Introduction: The effectiveness of treatments for insomnia in clinical trials is generally based on polysomnographic and patient assessments of sleep onset and/or sleep maintenance relative to placebo. Ideally, treatment success should lead to decreases in disease severity, measurable by the Insomnia Severity Index (ISI). In two Phase 3 studies, lemborexant (LEM 5 and 10mg) showed statistically significant benefits in sleep diary-based sleep onset latency and sleep maintenance variables versus placebo. Results from a pooled analysis of these studies of LEM from one month of nightly use are presented here. Methods: SUNRISE-1 was a 1-month blinded, placebo- and active-controlled (zolpidem extended release [ZOL]; not reported here), parallel-group study in 1006 female and male subjects with insomnia disorder age ≥55y, with baseline ISI total score (TS) ≥13 after placebo run-in. Subjects were randomized to placebo, ZOL, LEM 5mg (LEM5) or LEM 10mg (LEM10). SUNRISE-2 was a 12-month placebo-controlled (first 6 months), blinded, parallel- group study in 959 female and male subjects with insomnia disorder age ≥18y, with baseline TS ≥15 after placebo run-in.
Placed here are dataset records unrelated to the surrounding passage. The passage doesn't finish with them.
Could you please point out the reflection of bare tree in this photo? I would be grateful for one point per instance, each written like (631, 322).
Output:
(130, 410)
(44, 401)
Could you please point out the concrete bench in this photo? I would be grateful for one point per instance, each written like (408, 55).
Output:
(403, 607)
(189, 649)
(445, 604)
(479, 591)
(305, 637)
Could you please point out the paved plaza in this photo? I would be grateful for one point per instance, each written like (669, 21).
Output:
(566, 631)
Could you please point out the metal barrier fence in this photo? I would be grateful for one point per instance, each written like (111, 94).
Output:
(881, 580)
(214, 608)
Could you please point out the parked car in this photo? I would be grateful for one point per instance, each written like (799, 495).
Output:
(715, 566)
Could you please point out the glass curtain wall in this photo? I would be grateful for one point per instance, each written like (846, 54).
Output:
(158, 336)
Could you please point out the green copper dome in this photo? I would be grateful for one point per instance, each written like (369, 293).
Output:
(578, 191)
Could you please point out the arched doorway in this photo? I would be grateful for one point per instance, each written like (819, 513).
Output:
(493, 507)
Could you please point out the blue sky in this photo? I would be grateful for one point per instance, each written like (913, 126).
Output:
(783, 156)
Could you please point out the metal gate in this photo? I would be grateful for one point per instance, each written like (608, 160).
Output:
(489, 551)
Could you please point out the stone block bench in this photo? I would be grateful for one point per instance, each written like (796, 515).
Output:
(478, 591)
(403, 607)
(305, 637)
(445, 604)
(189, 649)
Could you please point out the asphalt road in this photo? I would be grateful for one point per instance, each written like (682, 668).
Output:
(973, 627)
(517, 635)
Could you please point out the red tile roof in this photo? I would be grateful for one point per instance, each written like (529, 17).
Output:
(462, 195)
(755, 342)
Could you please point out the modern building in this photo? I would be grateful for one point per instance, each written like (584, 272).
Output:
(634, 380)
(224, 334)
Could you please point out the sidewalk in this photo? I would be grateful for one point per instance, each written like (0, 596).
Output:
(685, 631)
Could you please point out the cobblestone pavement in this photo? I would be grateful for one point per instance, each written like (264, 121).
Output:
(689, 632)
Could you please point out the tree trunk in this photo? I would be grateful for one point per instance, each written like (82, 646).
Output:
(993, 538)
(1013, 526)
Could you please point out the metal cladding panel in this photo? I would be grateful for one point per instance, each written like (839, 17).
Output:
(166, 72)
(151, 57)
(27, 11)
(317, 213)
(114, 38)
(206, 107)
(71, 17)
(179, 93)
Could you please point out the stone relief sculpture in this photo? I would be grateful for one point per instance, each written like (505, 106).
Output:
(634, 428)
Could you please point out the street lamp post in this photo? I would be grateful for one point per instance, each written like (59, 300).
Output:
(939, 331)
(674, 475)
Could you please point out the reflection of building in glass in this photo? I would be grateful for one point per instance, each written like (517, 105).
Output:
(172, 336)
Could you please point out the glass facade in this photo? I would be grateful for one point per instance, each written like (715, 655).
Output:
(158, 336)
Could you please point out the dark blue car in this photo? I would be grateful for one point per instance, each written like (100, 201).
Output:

In both studies, ISI was administered at baseline and Month 1. An analysis of covariance model, with baseline TS as covariate, and region, study, and age group as factors was used for change from baseline and Cochran-Mantel-Haenszel test stratified by study, region and age group for responder rate analyses. Results: Mean baseline TS was 19.2 (placebo), 19.3 (LEM5), and 19.0 (LEM10). Mean TS decreased at Month 1 relative to baseline for all treatment groups. Decreases were significantly larger for LEM5 and LEM10 versus placebo (P<0.0001). The percentage whose TS decreased by ≥7 points was 33.6% (placebo) versus 47.3% (LEM5) and 47.8% (LEM10). The percentage whose TS was <10 points at Month 1 (clinical insomnia threshold) was 20.3% (placebo) versus 33.0% (LEM5) and 33.4% (LEM10). These differences versus placebo were statistically significant (P<0.0001). Conclusion: Treatment with LEM significantly decreased the severity of insomnia symptoms. Approximately 1/3 of those in the LEM groups experienced declines in ISI below the threshold for clinically important insomnia.